Такое решение редакции искренно меня облегчило: все исправления можно было тотчас уничтожить, вещь восстановить – как она уже отстукивалась на машинках, передавалась из рук в руки. Отпадала забота: как выдержать новый взрыв А.Т., когда он узнает, что вещь ходит. Мы были свободны друг от друга!
Но всего этого я не объявил драматически, потому что лагерное воспитание не велит объявлять вперёд свои намерения, а сразу и молча действовать. И я только то сказал, что договора пока не подпишу, а рукопись заберу.
Кажется, из сочетания этих двух действий могла бы редакция и понять! – но они ничего не поняли. Так и поняли, что я покорился, повинился, и вот буду работать дальше, считая себя недостойным даже договора. Я опять стал для них овечкой «Нового мира»!
Однако не прошло и месяца, как Твардовский через родственницу моей жены Веронику Туркину срочно вызвал меня. Меня, как всегда, «не нашли», но 3 августа я оказался в Москве и узнал: донеслось до А. Т., что ходит мой «Раковый корпус», и разгневан он выше всякой меры; только хочет убедиться, что не я, конечно, пустил его (разве б я смел?!..), – и тогда он знает, кого выгонит из редакции! (Подозревалась трудолюбивая Берзер, вернейшая лошадка «Нового мира», которая тянула без зазора.)
Был поэт и цекистом, мыслящим государственно: невозможная для печати, даже для предъявления цензуре «рискованная» книга, написанная, однако, под советским небом, была уже собственностью государства! – и не могла по произволу несмышлёныша-автора просто так даваться людям читать!
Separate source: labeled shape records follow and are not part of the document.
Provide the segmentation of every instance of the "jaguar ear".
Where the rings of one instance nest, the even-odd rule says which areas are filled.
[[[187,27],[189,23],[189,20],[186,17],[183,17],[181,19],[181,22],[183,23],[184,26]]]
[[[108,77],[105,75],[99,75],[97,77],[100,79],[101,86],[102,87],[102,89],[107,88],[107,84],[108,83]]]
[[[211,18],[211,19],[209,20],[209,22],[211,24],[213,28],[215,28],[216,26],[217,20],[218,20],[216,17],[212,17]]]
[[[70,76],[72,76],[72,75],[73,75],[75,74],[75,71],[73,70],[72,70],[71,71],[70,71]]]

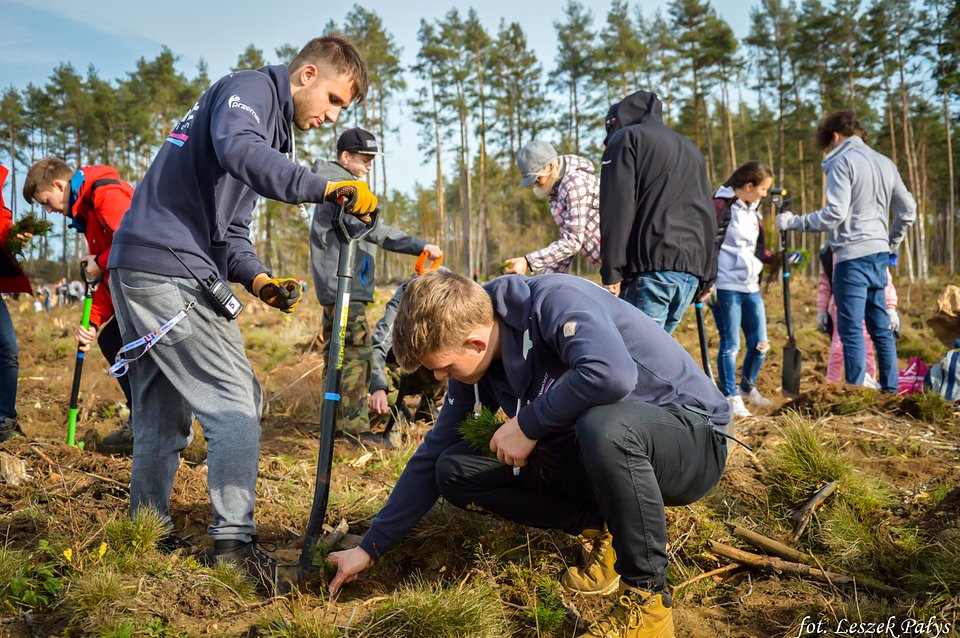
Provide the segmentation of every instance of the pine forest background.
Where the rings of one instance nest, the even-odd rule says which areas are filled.
[[[797,212],[822,202],[821,156],[812,144],[818,120],[853,109],[868,142],[897,163],[919,203],[900,273],[914,281],[956,271],[957,0],[761,0],[742,40],[702,0],[672,0],[654,13],[613,0],[606,15],[569,0],[554,28],[555,57],[541,60],[521,25],[501,20],[490,31],[473,10],[451,9],[421,20],[416,62],[406,67],[381,18],[355,6],[327,30],[357,42],[370,67],[367,100],[320,135],[299,135],[297,161],[333,158],[339,133],[351,126],[375,132],[389,152],[398,119],[412,117],[417,160],[434,167],[435,178],[398,187],[382,159],[375,163],[369,179],[384,218],[439,243],[452,268],[486,277],[503,259],[557,235],[546,201],[519,186],[516,151],[545,139],[599,169],[604,115],[633,91],[660,96],[665,122],[703,151],[715,186],[740,163],[760,159],[794,191]],[[271,52],[251,44],[235,68],[287,63],[301,44]],[[136,184],[170,129],[216,80],[203,62],[187,77],[175,69],[177,59],[164,49],[112,80],[63,62],[45,81],[3,91],[0,162],[11,167],[13,191],[25,168],[46,155],[111,164]],[[16,218],[27,212],[14,210]],[[82,254],[66,220],[52,221],[57,232],[27,255],[39,281],[75,276]],[[772,216],[766,223],[772,232]],[[261,200],[253,241],[275,271],[306,276],[308,228],[298,207]],[[815,254],[821,238],[796,241]],[[406,276],[402,259],[381,251],[384,280]],[[817,260],[806,268],[816,271]],[[576,269],[587,273],[583,263]]]

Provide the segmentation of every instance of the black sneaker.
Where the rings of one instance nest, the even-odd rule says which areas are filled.
[[[100,449],[112,454],[131,454],[133,452],[133,428],[127,419],[116,432],[111,432],[100,440]]]
[[[5,416],[3,419],[0,419],[0,443],[18,436],[23,436],[23,430],[20,429],[20,424],[17,423],[16,417]]]
[[[278,578],[277,560],[267,556],[257,548],[257,537],[249,542],[241,540],[219,540],[213,542],[213,548],[205,552],[209,565],[224,561],[238,565],[257,586],[257,592],[264,596],[283,596],[289,593],[290,583]]]

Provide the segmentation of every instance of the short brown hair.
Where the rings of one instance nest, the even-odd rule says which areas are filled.
[[[334,75],[347,75],[353,80],[354,99],[363,102],[367,97],[367,64],[363,61],[353,40],[340,33],[328,33],[314,38],[300,49],[297,57],[290,62],[291,75],[307,64],[316,65],[320,75],[330,78]]]
[[[750,160],[737,167],[723,185],[730,188],[743,188],[747,184],[759,186],[763,180],[770,177],[773,177],[773,171],[769,166],[757,160]]]
[[[857,119],[853,111],[834,111],[820,120],[817,127],[817,135],[814,140],[817,148],[825,151],[833,143],[833,134],[839,133],[844,137],[857,135],[864,141],[867,139],[867,132],[863,124]]]
[[[27,171],[27,178],[23,181],[23,198],[32,204],[37,193],[53,187],[53,180],[69,180],[75,172],[59,157],[44,157]]]
[[[461,347],[476,326],[493,323],[493,302],[480,284],[453,272],[420,275],[400,298],[393,324],[393,354],[404,372],[423,357]]]

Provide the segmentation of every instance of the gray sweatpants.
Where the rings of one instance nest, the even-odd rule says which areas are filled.
[[[236,322],[220,315],[192,279],[115,268],[113,305],[124,343],[166,323],[196,301],[146,356],[130,364],[135,443],[130,513],[170,516],[170,491],[194,415],[207,439],[214,540],[249,541],[260,460],[260,384]]]

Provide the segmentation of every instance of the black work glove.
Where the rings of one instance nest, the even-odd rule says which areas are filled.
[[[265,304],[286,313],[293,312],[303,296],[303,286],[296,279],[274,278],[267,273],[260,273],[254,277],[251,289]]]

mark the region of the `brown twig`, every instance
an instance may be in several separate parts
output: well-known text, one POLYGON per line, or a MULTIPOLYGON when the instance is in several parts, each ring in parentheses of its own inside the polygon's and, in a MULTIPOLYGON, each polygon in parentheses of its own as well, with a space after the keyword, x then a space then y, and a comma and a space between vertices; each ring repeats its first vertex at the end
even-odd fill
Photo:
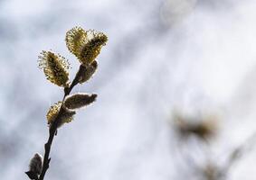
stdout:
MULTIPOLYGON (((81 76, 81 73, 82 73, 82 65, 81 65, 80 69, 77 72, 76 76, 73 79, 71 86, 69 87, 64 88, 64 96, 63 96, 62 102, 64 101, 65 97, 70 94, 72 88, 79 83, 79 78, 81 76)), ((52 143, 53 141, 54 135, 57 132, 58 124, 59 124, 59 122, 60 122, 61 117, 63 114, 63 112, 64 112, 64 110, 63 110, 63 107, 62 105, 55 121, 53 122, 53 123, 49 128, 49 138, 48 138, 47 142, 44 144, 44 156, 43 156, 43 170, 42 170, 42 173, 39 176, 39 180, 43 180, 45 173, 46 173, 47 169, 49 168, 49 164, 50 164, 50 161, 51 161, 51 158, 49 158, 49 156, 50 156, 52 143)))

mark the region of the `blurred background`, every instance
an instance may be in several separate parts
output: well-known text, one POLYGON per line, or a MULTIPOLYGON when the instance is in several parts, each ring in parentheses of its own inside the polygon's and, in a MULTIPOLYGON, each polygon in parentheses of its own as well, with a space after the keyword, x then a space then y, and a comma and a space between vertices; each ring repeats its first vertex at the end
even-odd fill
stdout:
POLYGON ((45 179, 255 179, 255 9, 254 0, 1 0, 1 179, 28 179, 30 158, 43 155, 45 115, 63 93, 37 57, 61 53, 73 78, 64 39, 77 25, 109 36, 98 72, 72 91, 99 96, 58 130, 45 179))

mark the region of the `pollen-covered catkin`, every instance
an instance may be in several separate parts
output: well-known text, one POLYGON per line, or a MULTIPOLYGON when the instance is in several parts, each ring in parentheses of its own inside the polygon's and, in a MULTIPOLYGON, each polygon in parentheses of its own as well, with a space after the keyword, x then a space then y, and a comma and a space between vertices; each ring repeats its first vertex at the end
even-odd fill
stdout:
POLYGON ((43 70, 49 81, 59 86, 69 86, 70 64, 64 57, 43 50, 38 58, 39 68, 43 70))
POLYGON ((64 101, 65 108, 69 110, 76 110, 81 107, 85 107, 96 100, 97 94, 74 94, 67 96, 64 101))
POLYGON ((107 41, 108 37, 95 30, 84 31, 81 27, 74 27, 66 33, 68 50, 83 65, 93 62, 107 41))

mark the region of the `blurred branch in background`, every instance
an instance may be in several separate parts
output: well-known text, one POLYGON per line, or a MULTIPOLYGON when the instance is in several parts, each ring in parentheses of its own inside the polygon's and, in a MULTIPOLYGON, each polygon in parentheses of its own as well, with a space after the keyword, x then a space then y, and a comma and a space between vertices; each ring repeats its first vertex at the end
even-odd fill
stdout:
POLYGON ((177 138, 176 153, 186 165, 189 172, 187 178, 201 180, 227 180, 232 167, 239 163, 242 157, 249 154, 254 148, 256 132, 240 146, 222 157, 226 160, 215 158, 211 151, 212 142, 218 136, 220 125, 215 116, 186 116, 175 112, 172 128, 177 138))

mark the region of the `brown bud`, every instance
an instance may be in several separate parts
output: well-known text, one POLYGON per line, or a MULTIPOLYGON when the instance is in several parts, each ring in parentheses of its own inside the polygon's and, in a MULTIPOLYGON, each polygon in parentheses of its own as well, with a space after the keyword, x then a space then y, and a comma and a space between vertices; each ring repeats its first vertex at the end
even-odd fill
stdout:
POLYGON ((85 107, 96 100, 97 94, 74 94, 67 96, 64 101, 65 108, 75 110, 85 107))

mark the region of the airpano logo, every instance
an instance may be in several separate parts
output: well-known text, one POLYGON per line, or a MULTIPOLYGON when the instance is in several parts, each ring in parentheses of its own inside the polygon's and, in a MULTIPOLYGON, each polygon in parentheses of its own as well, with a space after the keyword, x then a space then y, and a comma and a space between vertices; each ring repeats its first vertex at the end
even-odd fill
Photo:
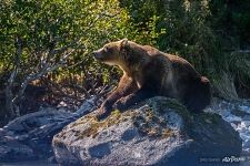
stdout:
POLYGON ((246 162, 249 159, 250 159, 249 156, 240 156, 240 157, 230 156, 230 157, 222 158, 222 163, 239 163, 239 162, 246 162))

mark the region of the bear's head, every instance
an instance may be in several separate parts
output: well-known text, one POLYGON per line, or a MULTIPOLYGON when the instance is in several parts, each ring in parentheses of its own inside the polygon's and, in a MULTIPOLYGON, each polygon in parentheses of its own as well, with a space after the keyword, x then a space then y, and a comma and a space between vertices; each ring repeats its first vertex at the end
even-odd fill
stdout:
POLYGON ((110 65, 119 65, 124 63, 126 50, 128 50, 129 41, 127 39, 110 42, 104 44, 103 48, 93 52, 93 56, 110 65))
А я-то думал как раз наоборот! Вот уж год кончался после провала моего архива, и даже в моей неусвойчивой голове прояснялось положение их и моё: что нечего, нечего, нечего мне терять! Что открыто, не таясь, не отрекаясь, давать направо и налево «Корпус» для меня ничуть не опаснее, чем та лагерная пьеса, уже год томящаяся на Большой Лубянке. – Вы раздаёте? – Да, я раздаю!! Я написал – я и раздаю! Провалитесь все ваши издательства! – мою книгу хватают из рук, читают и печатают ночами, она станет литературным фактом прежде, чем вы рот свой раззявите! Пусть ваши ленинские лауреаты попробуют распространить так свои рукописи!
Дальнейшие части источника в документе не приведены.